A look at the Typescript parser

preface

Some time ago, I read the source code of the open source component Stryker and became interested in Typescript parser. This open source component is used to check the quality of monobags by automatically changing certain code content by identifying the source code and then seeing if the monobags can detect it. What Typescript parsers do is recognize the key step of source code.

So I spent some time learning about Typescript parsers, and it felt like opening a new door to a lot of fun things to do.

P.S. stryke (github.com/stryker-mut…).

Most fundamentally, generate an AST

A look at the Stryker source shows the following key statements for applying the Typescript parser:

export function parseFile(file: File, target: ts.ScriptTarget | undefined) {
  return ts.createSourceFile(file.name, file.textContent, target || ts.ScriptTarget.ES5, /*setParentNodes*/ true);
}
Copy the code

The ts module was introduced earlier:

import * as ts from 'typescript';
Copy the code

The createSourceFile function simply writes arguments to the createSourceFile function, passing Typescript code to the createSourceFile function, and leaving the last two arguments as default. The output is an abstract syntax tree (AST).

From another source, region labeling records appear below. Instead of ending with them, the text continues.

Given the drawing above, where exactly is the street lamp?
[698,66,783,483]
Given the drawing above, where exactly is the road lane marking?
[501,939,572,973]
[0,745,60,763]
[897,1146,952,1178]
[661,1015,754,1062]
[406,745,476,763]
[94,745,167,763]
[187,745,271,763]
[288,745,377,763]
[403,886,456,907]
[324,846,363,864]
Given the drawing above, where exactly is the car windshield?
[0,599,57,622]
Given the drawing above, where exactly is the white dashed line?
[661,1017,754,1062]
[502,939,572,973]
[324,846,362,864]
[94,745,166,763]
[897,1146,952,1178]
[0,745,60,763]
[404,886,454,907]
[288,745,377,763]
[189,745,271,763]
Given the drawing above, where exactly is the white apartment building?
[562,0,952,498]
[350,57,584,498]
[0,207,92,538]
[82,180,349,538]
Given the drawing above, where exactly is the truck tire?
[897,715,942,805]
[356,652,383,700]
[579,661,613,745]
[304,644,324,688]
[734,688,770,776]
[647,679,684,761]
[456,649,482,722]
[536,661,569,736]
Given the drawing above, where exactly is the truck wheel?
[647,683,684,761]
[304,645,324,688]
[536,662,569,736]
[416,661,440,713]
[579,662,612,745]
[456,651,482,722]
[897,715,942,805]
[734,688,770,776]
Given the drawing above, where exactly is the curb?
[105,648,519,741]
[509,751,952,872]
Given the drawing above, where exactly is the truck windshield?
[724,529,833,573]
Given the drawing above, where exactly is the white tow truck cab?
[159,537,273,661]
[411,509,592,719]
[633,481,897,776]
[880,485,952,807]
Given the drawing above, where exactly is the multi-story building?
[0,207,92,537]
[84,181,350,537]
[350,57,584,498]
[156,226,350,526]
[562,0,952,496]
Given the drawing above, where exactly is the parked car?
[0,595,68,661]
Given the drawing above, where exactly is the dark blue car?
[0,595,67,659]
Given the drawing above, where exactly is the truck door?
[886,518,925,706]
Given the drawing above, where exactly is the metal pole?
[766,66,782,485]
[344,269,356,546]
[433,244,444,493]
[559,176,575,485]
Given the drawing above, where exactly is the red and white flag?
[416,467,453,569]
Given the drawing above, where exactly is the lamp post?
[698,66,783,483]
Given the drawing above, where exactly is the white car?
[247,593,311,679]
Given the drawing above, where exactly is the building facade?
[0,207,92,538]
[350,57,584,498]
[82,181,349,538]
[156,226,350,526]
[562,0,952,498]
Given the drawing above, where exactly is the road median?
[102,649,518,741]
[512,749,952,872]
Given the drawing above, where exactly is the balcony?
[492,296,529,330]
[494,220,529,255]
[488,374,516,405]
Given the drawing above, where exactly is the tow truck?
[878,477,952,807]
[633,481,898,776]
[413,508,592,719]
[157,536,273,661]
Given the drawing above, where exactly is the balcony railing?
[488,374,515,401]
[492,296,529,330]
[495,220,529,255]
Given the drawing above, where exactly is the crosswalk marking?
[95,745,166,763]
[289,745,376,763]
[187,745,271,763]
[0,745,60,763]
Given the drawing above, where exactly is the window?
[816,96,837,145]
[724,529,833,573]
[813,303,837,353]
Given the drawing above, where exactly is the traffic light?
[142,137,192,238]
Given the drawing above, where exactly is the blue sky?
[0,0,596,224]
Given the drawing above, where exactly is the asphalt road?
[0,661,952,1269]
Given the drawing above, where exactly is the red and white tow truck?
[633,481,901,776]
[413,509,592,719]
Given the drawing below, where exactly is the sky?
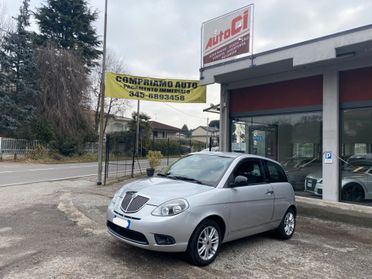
[0,0,372,129]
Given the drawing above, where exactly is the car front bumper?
[107,200,195,252]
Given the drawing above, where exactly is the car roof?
[191,151,280,164]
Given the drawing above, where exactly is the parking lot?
[0,180,372,278]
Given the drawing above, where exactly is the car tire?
[341,183,364,202]
[275,208,296,239]
[186,219,222,266]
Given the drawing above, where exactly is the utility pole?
[97,0,108,185]
[205,117,209,148]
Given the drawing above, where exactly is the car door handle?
[266,190,274,195]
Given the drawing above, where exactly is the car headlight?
[111,189,123,205]
[152,199,189,216]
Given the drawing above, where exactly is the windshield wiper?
[157,173,204,184]
[168,175,203,184]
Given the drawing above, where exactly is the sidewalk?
[296,196,372,228]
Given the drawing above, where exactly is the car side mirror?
[231,175,248,186]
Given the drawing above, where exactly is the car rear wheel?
[276,208,296,239]
[186,219,221,266]
[341,183,364,202]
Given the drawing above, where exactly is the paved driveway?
[0,180,372,279]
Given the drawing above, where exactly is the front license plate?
[112,217,130,229]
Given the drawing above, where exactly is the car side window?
[233,160,265,185]
[266,161,288,183]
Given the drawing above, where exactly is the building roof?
[149,121,181,132]
[200,24,372,85]
[192,126,219,133]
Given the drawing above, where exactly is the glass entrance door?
[249,125,278,160]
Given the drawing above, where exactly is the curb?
[296,196,372,228]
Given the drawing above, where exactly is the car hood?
[121,177,214,206]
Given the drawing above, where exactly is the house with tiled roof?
[149,121,181,139]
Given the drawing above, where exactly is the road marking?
[0,170,140,188]
[26,168,57,171]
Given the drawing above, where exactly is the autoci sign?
[202,5,253,67]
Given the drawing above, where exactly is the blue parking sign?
[324,151,333,164]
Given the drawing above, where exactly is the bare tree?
[90,50,129,136]
[37,44,90,142]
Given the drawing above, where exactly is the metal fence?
[0,137,39,154]
[0,137,98,158]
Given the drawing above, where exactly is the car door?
[263,160,293,222]
[225,159,274,238]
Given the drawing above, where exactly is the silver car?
[107,152,296,266]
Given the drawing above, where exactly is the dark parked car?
[282,157,322,191]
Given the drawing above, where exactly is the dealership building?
[200,25,372,205]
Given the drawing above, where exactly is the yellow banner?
[105,73,207,103]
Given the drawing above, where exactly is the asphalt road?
[0,179,372,279]
[0,159,172,187]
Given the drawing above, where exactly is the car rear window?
[266,161,288,183]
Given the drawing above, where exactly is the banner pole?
[97,0,107,185]
[136,100,140,156]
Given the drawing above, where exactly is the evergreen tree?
[181,124,191,137]
[35,0,101,67]
[0,0,38,136]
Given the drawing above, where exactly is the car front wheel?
[276,208,296,239]
[186,219,222,266]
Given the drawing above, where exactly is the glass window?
[231,112,322,197]
[234,160,265,185]
[266,161,287,183]
[340,108,372,205]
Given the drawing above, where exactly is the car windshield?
[158,154,234,187]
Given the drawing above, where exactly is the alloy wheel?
[197,226,220,261]
[284,211,295,236]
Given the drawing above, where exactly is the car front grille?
[121,192,149,213]
[305,178,316,191]
[107,221,149,245]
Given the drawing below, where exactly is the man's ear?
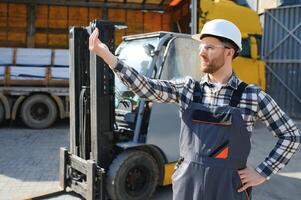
[227,49,235,57]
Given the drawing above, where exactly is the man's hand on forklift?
[89,28,117,69]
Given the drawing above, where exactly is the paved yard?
[0,121,301,200]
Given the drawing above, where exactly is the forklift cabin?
[60,20,202,200]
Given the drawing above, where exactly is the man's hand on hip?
[238,167,266,192]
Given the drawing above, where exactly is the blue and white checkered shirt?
[114,61,301,178]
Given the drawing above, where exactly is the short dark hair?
[200,34,239,59]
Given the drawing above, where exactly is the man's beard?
[201,56,225,74]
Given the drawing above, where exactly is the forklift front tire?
[106,150,159,200]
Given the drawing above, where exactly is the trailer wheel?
[106,150,159,200]
[0,101,5,125]
[21,94,58,129]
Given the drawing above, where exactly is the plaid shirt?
[114,61,300,179]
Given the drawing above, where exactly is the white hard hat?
[192,19,242,51]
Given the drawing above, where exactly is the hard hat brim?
[191,33,201,42]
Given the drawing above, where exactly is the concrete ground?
[0,121,301,200]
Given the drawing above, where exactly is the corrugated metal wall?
[262,6,301,119]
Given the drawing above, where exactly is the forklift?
[59,20,202,200]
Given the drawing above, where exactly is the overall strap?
[230,82,248,107]
[193,81,203,103]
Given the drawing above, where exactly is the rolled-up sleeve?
[256,90,301,179]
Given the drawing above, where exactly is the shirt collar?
[200,73,241,90]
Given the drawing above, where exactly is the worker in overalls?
[89,19,300,200]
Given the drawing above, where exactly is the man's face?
[199,37,228,74]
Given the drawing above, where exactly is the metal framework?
[0,0,168,11]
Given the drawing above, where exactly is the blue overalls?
[172,82,251,200]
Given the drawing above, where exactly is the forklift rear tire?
[106,150,159,200]
[21,94,58,129]
[0,101,5,125]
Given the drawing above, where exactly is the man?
[89,19,300,200]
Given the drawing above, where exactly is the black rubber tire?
[0,101,5,125]
[106,150,159,200]
[21,94,58,129]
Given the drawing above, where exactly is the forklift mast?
[60,20,115,199]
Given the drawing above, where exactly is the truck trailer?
[0,0,266,128]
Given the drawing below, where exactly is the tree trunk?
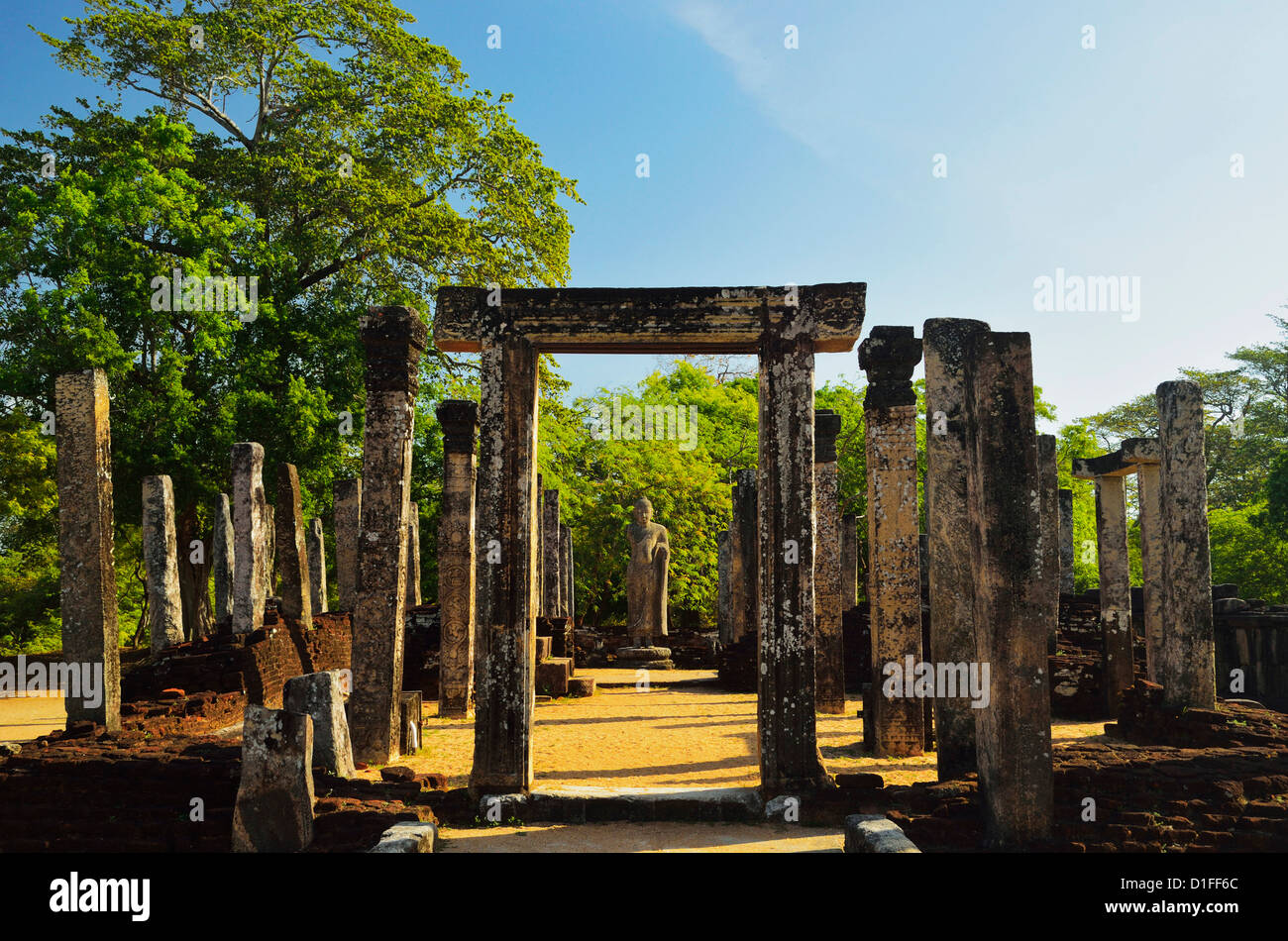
[175,501,214,640]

You can view the contents of each node in the tree through NodeJS breakpoint debugging. But I did some digging on the Internet and found a code that makes it easier to semantically type out the tree:

// Prints the syntax tree for TS
const printAllChildren = (node: ts.Node, depth = 0) = > {
  console.log(new Array(depth + 1).join(The '-'), ts.SyntaxKind[node.kind], node.pos, node.end);
  node.getChildren().forEach((c) = > printAllChildren(c, depth + 1));
};
Copy the code

At this point I use the following source code test:

export const test = (a: number) = > a + 2;
export const test2 = 0;
Copy the code

Output below:

It is easy to understand the tree one by one.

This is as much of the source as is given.